Autotransporters are a family of bacterial virulence proteins that are first translocated across the inner membrane and then inserted into the outer membrane. The smaller C-terminal domain adopts a β barrel structure that spans the outer membrane and serves as a transitway for the larger N-terminal “passenger” domain, which is transported through the barrel; some passenger domains are released into the extracellular space by proteolysis.

In an extensive series of genetic and biochemical experiments, Dautin et al. show that the passenger domain of Escherichia coli autotransporter EspP is cleaved in an unusual fashion: not by a periplasmic or outer membrane protease, but by itself.
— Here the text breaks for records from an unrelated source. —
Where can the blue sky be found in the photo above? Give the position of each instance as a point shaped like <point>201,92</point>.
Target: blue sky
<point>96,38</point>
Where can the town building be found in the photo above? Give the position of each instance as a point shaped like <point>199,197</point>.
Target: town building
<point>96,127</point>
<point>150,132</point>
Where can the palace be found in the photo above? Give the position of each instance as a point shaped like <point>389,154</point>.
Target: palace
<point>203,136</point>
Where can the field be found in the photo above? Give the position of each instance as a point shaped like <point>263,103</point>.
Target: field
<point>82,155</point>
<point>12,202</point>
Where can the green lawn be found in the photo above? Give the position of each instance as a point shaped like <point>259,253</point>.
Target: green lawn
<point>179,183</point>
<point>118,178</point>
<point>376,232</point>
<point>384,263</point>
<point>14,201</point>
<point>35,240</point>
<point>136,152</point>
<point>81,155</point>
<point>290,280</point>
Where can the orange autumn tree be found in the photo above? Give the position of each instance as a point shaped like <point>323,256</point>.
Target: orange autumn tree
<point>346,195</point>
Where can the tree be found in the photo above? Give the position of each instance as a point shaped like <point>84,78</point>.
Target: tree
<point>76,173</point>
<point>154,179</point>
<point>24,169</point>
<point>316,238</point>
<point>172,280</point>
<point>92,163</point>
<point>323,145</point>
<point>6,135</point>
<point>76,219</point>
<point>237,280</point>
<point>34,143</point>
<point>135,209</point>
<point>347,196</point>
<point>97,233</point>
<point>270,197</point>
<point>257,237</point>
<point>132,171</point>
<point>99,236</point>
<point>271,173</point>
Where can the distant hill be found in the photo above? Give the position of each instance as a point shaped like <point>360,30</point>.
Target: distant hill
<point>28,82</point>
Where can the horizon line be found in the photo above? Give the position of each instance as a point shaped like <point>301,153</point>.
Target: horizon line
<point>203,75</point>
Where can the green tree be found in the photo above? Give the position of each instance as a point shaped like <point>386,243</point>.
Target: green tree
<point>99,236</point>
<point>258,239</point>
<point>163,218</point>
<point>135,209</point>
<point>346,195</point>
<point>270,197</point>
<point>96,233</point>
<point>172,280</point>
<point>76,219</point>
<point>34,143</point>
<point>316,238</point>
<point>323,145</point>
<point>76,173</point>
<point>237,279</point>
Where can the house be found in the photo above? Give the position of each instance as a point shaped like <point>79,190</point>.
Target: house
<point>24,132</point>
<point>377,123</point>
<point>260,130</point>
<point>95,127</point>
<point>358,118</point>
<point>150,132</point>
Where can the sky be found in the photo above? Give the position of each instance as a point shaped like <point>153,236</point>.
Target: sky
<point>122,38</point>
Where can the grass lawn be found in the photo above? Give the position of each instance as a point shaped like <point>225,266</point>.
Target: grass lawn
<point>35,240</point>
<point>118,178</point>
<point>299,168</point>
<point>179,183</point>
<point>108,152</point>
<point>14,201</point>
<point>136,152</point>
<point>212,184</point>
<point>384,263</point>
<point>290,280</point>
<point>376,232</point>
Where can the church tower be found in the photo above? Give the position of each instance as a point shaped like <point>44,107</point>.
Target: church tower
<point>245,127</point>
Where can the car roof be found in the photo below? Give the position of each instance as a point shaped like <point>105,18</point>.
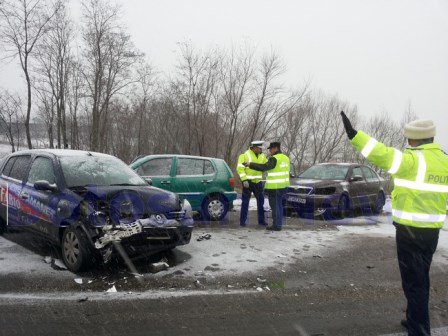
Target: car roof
<point>339,164</point>
<point>181,155</point>
<point>59,152</point>
<point>143,159</point>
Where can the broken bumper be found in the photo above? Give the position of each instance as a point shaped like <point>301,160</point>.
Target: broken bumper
<point>155,230</point>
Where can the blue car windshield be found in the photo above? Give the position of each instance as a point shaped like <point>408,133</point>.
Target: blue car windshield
<point>325,172</point>
<point>84,170</point>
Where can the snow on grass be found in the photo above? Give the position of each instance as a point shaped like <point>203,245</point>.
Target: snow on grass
<point>17,259</point>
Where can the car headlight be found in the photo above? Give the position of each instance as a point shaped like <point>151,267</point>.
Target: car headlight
<point>186,206</point>
<point>325,191</point>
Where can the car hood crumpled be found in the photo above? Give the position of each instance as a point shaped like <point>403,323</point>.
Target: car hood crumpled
<point>312,183</point>
<point>133,201</point>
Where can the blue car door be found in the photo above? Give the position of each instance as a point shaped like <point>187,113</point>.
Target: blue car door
<point>42,204</point>
<point>13,174</point>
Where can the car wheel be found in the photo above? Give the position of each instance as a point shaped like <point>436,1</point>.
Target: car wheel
<point>215,207</point>
<point>380,201</point>
<point>76,252</point>
<point>343,205</point>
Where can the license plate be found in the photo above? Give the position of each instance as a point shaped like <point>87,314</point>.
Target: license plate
<point>296,199</point>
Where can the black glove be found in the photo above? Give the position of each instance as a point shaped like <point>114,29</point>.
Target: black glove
<point>351,132</point>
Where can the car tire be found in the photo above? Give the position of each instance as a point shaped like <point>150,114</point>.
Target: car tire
<point>379,203</point>
<point>215,207</point>
<point>343,207</point>
<point>75,249</point>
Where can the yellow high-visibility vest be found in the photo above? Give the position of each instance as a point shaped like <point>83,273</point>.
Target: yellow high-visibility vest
<point>247,173</point>
<point>278,177</point>
<point>420,177</point>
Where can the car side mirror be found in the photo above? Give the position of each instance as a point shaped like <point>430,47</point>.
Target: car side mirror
<point>45,185</point>
<point>356,178</point>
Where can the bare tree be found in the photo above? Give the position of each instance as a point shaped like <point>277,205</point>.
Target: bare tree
<point>75,94</point>
<point>23,24</point>
<point>236,73</point>
<point>11,118</point>
<point>196,87</point>
<point>108,59</point>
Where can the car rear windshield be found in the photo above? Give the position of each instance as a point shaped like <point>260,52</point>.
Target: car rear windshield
<point>87,170</point>
<point>325,172</point>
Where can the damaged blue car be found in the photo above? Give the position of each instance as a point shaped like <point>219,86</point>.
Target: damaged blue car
<point>90,205</point>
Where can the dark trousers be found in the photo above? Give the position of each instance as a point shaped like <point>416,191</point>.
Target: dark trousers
<point>415,248</point>
<point>257,189</point>
<point>275,197</point>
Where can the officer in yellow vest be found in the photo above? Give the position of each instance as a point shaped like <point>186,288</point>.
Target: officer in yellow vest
<point>277,182</point>
<point>419,199</point>
<point>251,180</point>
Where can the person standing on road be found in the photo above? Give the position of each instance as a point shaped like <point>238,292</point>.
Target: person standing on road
<point>419,199</point>
<point>277,182</point>
<point>251,180</point>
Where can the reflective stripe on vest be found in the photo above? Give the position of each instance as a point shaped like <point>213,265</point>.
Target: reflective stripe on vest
<point>249,159</point>
<point>278,177</point>
<point>416,217</point>
<point>254,177</point>
<point>368,148</point>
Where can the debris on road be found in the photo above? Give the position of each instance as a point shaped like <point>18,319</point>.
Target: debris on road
<point>58,265</point>
<point>158,267</point>
<point>198,284</point>
<point>205,236</point>
<point>113,289</point>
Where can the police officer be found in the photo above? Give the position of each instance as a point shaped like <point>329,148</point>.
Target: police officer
<point>251,180</point>
<point>418,208</point>
<point>277,182</point>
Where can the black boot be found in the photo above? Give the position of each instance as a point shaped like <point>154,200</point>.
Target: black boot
<point>404,324</point>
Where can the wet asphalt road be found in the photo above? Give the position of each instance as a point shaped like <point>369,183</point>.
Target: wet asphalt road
<point>353,291</point>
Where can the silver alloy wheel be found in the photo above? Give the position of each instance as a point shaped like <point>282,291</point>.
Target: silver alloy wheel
<point>216,208</point>
<point>71,248</point>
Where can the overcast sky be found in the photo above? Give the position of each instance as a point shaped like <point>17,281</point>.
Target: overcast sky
<point>378,54</point>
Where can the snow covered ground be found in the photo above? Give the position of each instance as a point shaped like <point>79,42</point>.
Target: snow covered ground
<point>237,251</point>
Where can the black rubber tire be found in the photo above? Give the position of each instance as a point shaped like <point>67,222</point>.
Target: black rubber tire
<point>377,208</point>
<point>215,207</point>
<point>76,251</point>
<point>343,207</point>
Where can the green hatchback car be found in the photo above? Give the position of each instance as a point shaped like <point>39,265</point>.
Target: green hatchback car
<point>207,183</point>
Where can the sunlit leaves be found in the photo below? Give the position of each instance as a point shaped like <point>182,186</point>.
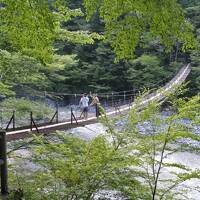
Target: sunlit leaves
<point>126,21</point>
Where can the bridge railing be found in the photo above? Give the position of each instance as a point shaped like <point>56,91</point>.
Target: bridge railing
<point>11,120</point>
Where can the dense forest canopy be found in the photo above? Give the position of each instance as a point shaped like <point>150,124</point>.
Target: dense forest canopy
<point>53,41</point>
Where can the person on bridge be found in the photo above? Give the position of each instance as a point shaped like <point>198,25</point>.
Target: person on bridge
<point>96,103</point>
<point>84,103</point>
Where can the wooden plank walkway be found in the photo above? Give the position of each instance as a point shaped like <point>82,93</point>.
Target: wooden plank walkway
<point>159,95</point>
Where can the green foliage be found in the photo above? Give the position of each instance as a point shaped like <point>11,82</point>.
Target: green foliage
<point>31,27</point>
<point>127,160</point>
<point>126,21</point>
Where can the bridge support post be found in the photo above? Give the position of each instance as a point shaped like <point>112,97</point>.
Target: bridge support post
<point>3,163</point>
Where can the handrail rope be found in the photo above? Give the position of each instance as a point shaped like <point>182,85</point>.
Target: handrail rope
<point>114,93</point>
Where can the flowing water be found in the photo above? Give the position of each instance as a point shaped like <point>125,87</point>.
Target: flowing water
<point>89,132</point>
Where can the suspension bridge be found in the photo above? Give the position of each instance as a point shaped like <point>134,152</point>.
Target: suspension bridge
<point>65,118</point>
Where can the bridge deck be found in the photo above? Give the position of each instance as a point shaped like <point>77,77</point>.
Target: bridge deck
<point>158,95</point>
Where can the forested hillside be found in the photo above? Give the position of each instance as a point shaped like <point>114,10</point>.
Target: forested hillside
<point>85,62</point>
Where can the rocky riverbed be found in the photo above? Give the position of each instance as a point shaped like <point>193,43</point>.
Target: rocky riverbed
<point>89,132</point>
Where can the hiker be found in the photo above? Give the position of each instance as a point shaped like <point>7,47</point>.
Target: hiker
<point>84,104</point>
<point>96,103</point>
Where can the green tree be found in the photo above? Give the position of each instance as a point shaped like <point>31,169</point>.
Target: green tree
<point>130,159</point>
<point>126,21</point>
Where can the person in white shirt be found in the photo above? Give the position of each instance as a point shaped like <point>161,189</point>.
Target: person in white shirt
<point>84,103</point>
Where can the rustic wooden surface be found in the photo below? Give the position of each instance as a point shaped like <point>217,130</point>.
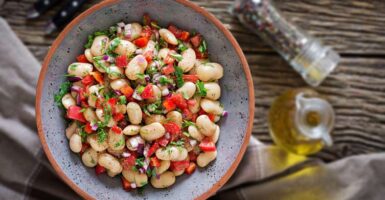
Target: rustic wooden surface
<point>356,89</point>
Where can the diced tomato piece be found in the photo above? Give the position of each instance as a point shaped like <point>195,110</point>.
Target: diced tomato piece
<point>141,42</point>
<point>99,169</point>
<point>74,113</point>
<point>98,77</point>
<point>88,128</point>
<point>116,129</point>
<point>179,101</point>
<point>127,91</point>
<point>207,145</point>
<point>196,40</point>
<point>125,184</point>
<point>147,93</point>
<point>172,127</point>
<point>190,78</point>
<point>118,117</point>
<point>169,69</point>
<point>87,80</point>
<point>154,162</point>
<point>121,61</point>
<point>169,105</point>
<point>191,168</point>
<point>179,165</point>
<point>82,58</point>
<point>152,149</point>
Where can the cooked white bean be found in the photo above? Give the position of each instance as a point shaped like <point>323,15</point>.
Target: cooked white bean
<point>168,36</point>
<point>93,140</point>
<point>187,90</point>
<point>165,180</point>
<point>210,106</point>
<point>172,153</point>
<point>89,115</point>
<point>131,130</point>
<point>154,118</point>
<point>209,71</point>
<point>68,101</point>
<point>90,157</point>
<point>125,48</point>
<point>115,141</point>
<point>213,90</point>
<point>194,132</point>
<point>118,84</point>
<point>76,143</point>
<point>99,45</point>
<point>111,163</point>
<point>115,72</point>
<point>205,158</point>
<point>164,165</point>
<point>79,69</point>
<point>176,117</point>
<point>71,129</point>
<point>188,60</point>
<point>136,66</point>
<point>205,125</point>
<point>152,131</point>
<point>134,113</point>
Enzymatic hydrolysis of a peptide bond is customarily initiated by an activated nucleophile. Like the classical serine protease catalytic triad, where the carboxylate of an aspartate residue pulls on the hydroxyl proton of the active-site serine (via an intermediary histidine), EspP also uses an aspartate, which happens to reside on the inner surface of the β barrel and is located roughly halfway across the thickness of the outer membrane. This carboxylate pulls on the amide proton of an asparagine residue in the transiting passenger domain; this activates the amide nitrogen for attack on and cleavage of the peptide backbone, yielding a succinimide that could be resolved as a mixture of asparagine and isoasparagine. This asparagine-aspartate self-cleaving mechanism appears to be utilized by other autotransporters as well as by eukaryotic viruses during capsid maturation. — GJC

EMBO J. 26, 10.1038/sj.emboj.7601638 (2007).